You are certainly allowed to transfer ownership of your house to your children and provided it is your main residence there won’t be any Capital Gains Tax to pay. However, if you continue to live there it will be treated as a “Gift with reservation” and therefore would go straight back into your estate for inheritance tax (IHT) purposes irrespective of how long you live UNLESS you pay a market value rent. This of course will mean that your children will have to pay income tax on the rent received, and if the house was subsequently sold, capital gains tax on the proceeds.
Can I sell the house and then move into a “granny flat” with the children?
Sorry, unless you pay them market rent, it could be treated as a pre-owned asset with income tax implications.
Can I give my annual allowance of £3,000 to each of my children?
No. The £3,000 limit is per donor not per person donated to, but you can go back one year if you didn’t use last year’s allowance.
If I make a gift and live for more than 3 years, will there be less tax to pay?

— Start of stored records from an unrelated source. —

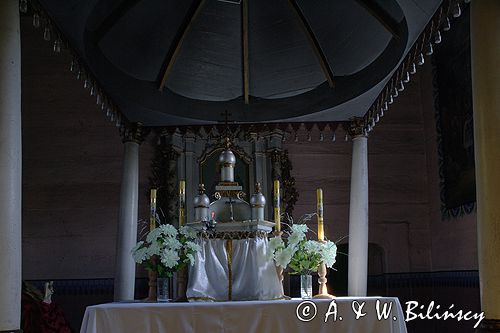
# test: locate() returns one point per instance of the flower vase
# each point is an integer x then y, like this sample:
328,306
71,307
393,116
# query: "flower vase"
306,286
162,289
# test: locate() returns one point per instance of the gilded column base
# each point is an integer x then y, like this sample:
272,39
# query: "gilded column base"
323,289
489,326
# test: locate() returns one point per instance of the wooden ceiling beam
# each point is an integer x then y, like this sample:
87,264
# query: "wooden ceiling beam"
325,66
176,45
244,42
375,10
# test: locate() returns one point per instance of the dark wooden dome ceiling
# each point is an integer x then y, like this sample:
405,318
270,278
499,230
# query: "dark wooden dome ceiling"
178,62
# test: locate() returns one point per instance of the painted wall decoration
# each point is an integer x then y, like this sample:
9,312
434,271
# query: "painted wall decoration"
454,116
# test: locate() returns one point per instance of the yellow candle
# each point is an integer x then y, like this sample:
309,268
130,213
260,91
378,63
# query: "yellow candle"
182,202
277,212
152,206
321,230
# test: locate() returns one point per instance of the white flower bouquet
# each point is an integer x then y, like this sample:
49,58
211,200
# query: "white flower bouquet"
302,256
166,249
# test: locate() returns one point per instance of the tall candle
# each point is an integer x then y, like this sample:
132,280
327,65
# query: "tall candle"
277,212
321,230
152,206
182,202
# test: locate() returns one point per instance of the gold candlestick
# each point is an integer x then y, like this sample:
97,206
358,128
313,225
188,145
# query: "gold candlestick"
152,206
321,230
277,212
322,280
182,202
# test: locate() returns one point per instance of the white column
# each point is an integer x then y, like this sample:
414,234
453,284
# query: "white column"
127,224
10,166
485,52
358,219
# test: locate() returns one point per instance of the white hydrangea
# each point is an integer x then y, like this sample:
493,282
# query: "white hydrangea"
168,230
329,253
172,243
169,258
155,248
188,232
274,244
312,246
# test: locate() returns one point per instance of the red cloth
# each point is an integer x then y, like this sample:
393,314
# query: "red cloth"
40,317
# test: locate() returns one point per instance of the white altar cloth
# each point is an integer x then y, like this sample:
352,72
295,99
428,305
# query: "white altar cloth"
242,273
239,317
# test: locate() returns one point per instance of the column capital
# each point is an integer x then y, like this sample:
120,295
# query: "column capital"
134,132
356,128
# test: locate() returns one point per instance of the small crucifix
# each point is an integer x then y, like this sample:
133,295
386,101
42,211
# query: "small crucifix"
231,214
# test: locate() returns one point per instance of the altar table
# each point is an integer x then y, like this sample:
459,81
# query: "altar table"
247,316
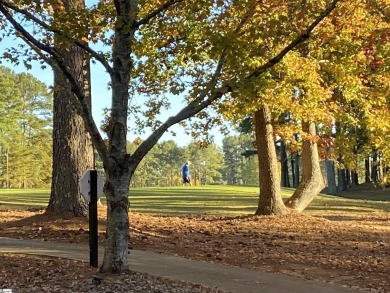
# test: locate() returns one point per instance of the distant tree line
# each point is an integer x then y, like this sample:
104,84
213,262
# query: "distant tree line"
25,131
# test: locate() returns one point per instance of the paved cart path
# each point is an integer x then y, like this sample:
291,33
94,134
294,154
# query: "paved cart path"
229,278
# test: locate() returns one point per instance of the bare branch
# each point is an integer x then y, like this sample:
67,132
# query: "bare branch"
156,12
82,45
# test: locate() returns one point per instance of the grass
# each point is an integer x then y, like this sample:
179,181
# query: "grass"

Not necessarily. This is a common misunderstanding. Many people get confused with what is called “taper relief”, which is on a sliding scale according to when you die. If you live for more than 3 years but less than 7, then you will only get tax relief if the amount of the gift is greater than the nil rate band, in the year the person dies. At the moment that would mean if a gift that goes back into the estate, takes the estate above the £325,000 nil rate band, then any amount over this amount, will be taxed. For most people taper relief is never relevant.
Does my spouse get everything if I die?
Not necessarily unless you make a Will. Under the laws of intestacy, a spouse is entitled to your “chattels” (personal property items), a statutory legacy of up to £250,000 (or £450,000 if there are no children*), and a “life interest” in half of any residual estate.
*Where there are grandchildren, surviving parents, brothers or sisters (or their children), different rules apply.
Can my children act as executors?
Yes they can so long as they are over 18. They can also act as trustees should you wish. Where trustees have discretion, you may wish to appoint “third party” trustees. Executors can also be beneficiaries under the Will, so in many cases it is convenient for family members to be appointed and sensible to give them the power to employ professional help if they need to.
How can I transfer a nil rate band?
This is done by the executor or administrator on the second death. They will need to first work out the amount of unused nil rate band is. If everything was left to the spouse or civil partner then it will be 100%, but there may have been specific legacies to other people (such as children or other relations) made and these will have to be calculated as a percentage of the nil rate band applicable at the time of the first death and then deducted to find the unused amount that can be carried over to the spouse.
You will then need to get a copy of the original Will, any deed of variation and the grant of probate.
You then need to submit them along with the relevant forms (IHT402 and IHT400) within two years of the second death, although remember that any tax must be paid within 6 months!
Tax Planning is not regulated by the Financial Services Authority.